Crop art always draws a crowd.
On busy days at the Minnesota State Fair, the line to see the crop art can stretch through the Agriculture Horticulture Building, past the scarecrows, out the door and onto the fairgrounds.
Somewhere down that line is crop art. Wonderful crop art.
Seeds and beans and bits of plants glued together to create art and jokes and memes and the occasional marriage proposal. It’s beautiful and hilarious and occasionally heartbreaking. And all of it is crammed together on one wall in one room in one building full of exhibits of everything from giant vegetables to live bees.
The State Fair is expecting a bumper crop of crop art this year, with entries up 70% this year compared with last year. If everyone who registered shows up, there will be hundreds more crop art submissions than last year. One wall isn’t going to cut it.

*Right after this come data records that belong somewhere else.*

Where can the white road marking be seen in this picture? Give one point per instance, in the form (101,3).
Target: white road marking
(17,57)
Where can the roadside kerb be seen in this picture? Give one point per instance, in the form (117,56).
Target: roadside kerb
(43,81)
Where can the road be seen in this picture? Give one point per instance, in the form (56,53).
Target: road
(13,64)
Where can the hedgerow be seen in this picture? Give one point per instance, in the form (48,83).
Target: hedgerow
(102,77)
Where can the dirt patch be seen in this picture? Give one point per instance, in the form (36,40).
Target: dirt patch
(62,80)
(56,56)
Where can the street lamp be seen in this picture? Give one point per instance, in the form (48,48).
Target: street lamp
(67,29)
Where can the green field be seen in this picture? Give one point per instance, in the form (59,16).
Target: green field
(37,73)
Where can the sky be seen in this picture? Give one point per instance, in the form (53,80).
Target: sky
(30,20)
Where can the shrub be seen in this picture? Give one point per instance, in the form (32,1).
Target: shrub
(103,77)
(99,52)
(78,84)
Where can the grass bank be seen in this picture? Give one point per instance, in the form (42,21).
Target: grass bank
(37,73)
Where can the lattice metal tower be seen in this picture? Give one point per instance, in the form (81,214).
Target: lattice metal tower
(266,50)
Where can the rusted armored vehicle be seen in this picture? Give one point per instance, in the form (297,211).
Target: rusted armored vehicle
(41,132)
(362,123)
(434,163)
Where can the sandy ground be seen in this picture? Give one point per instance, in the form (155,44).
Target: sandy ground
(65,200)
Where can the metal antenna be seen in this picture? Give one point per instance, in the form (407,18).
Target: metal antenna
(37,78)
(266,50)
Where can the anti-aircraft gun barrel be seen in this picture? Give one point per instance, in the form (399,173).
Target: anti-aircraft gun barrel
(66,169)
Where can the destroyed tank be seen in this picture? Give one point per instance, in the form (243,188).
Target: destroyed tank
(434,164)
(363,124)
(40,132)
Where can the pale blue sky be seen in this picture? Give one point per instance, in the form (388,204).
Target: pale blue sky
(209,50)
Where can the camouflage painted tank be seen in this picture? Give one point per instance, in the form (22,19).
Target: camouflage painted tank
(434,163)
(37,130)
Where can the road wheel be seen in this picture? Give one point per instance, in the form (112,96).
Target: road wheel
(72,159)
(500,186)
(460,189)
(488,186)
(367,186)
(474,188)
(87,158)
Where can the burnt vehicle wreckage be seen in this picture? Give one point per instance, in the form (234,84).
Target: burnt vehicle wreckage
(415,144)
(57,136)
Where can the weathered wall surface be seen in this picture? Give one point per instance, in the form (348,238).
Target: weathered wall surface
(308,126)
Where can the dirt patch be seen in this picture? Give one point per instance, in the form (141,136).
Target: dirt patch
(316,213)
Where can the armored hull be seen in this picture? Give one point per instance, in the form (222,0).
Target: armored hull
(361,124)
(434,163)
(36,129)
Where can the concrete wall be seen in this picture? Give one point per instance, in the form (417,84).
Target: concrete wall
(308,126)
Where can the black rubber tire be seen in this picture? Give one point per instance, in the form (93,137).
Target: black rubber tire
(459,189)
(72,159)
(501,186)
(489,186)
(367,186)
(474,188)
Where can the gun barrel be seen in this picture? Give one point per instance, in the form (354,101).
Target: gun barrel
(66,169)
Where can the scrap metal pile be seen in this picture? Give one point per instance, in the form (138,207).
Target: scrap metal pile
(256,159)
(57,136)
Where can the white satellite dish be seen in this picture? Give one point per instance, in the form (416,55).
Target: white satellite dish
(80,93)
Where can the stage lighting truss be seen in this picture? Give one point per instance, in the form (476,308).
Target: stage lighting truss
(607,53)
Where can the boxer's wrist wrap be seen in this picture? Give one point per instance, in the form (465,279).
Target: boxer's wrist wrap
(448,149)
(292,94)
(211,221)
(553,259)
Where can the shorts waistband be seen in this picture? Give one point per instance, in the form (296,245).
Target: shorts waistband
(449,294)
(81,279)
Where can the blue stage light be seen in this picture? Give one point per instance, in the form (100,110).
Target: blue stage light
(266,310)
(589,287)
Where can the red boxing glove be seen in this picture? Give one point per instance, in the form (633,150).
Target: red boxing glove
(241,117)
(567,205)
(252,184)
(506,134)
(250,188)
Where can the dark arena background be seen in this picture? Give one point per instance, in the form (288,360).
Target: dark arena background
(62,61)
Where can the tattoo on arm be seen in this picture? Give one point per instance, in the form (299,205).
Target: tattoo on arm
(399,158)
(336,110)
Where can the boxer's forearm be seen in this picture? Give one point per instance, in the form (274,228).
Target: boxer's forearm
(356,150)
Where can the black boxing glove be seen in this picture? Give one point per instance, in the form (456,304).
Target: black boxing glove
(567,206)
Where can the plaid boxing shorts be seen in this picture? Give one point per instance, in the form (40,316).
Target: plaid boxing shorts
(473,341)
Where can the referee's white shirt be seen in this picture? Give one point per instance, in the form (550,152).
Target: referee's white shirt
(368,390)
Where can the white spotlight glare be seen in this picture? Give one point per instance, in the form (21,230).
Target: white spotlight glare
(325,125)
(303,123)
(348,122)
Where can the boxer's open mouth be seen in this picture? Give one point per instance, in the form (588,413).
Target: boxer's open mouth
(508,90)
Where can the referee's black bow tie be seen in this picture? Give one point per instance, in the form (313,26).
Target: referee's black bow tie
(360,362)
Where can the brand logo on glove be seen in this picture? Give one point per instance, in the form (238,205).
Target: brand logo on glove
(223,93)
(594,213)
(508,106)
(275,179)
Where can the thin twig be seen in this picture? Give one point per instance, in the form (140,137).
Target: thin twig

Maybe that’s a sign of the charm, popularity and accessibility of crop art. Anyone can do it; everyone should.
Or maybe it’s a sign that this year, one day before the deadline to register crop art entries, Minnesota’s governor became Kamala Harris’ running mate.
There are some news events — the death of Prince, the existence of Naz Reid — that Minnesotans can only process with Elmer’s glue and an entire bag of beans. Brace yourselves for wall-to-wall Tim Walz.